What is the primary goal of fetal heart rate monitoring during the second stage of labor?
- A. to predict when to bear down during contractions
- B. to determine the strength of the uterine contractions
- C. to evaluate fetal well-being
- D. to monitor vital signs of the birthing person
Correct Answer: C
Rationale: The primary goal of fetal heart rate monitoring during the second stage of labor is to evaluate fetal well-being. This is crucial to ensure that the baby is tolerating labor and delivery well. Monitoring fetal heart rate helps identify any signs of distress or compromise in oxygen supply to the baby. It guides healthcare providers in making timely interventions if needed to prevent adverse outcomes. Choices A and B are incorrect because the primary goal is not about timing contractions or assessing uterine contractions strength. Choice D is incorrect as the focus is not on monitoring the vital signs of the birthing person but on assessing the well-being of the fetus.

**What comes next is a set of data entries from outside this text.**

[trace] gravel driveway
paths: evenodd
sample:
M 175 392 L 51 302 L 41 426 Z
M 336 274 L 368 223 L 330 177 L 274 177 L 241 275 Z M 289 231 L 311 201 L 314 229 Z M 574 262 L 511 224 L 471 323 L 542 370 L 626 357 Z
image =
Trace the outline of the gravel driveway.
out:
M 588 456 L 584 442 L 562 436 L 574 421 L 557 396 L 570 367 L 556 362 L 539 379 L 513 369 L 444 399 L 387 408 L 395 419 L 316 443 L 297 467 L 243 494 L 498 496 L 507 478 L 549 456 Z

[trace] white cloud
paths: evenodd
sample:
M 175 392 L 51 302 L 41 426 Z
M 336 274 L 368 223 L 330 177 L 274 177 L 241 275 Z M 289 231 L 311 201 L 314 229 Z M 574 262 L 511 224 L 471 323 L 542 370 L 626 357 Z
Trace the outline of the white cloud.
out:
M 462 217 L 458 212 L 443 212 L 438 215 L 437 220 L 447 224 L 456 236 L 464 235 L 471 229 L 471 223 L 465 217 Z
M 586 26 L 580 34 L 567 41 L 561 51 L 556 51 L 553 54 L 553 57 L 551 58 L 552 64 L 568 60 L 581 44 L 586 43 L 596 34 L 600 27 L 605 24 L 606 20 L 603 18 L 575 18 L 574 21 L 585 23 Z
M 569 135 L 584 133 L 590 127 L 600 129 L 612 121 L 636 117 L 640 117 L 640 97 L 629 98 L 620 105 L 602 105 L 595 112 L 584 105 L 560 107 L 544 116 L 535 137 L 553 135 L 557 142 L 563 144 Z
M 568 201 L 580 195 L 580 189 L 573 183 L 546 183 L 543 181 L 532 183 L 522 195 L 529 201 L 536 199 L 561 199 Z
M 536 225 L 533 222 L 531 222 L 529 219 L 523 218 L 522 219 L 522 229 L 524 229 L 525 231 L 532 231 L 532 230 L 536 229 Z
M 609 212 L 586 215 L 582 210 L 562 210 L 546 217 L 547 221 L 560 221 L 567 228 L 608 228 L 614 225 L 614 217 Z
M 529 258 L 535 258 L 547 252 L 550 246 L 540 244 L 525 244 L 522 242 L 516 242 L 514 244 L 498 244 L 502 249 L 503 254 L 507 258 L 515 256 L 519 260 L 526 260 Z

A nurse is caring for a laboring person in the second stage of labor. What is the most appropriate intervention when the perineum starts to bulge?
- A. apply warm compresses to the perineum
- B. apply gentle pressure to the perineum
- C. prepare the person for episiotomy
- D. perform perineal massage
Correct Answer: B
Rationale: The correct answer is B: apply gentle pressure to the perineum. This intervention helps to support the perineum and reduce the risk of perineal tearing during childbirth. Applying gentle pressure can slow down the baby's descent and allow the perineum to stretch gradually, reducing the likelihood of severe tearing. This intervention is important to promote a safe and controlled delivery.
Incorrect answer explanations:
A: Applying warm compresses may provide some comfort but does not specifically address the need to support the perineum during childbirth.
C: Episiotomy should be considered only when necessary and not as a routine intervention when the perineum bulges.
D: Perineal massage is typically done during the prenatal period to help prepare the perineum for childbirth but is not the most appropriate intervention when the perineum starts to bulge during labor.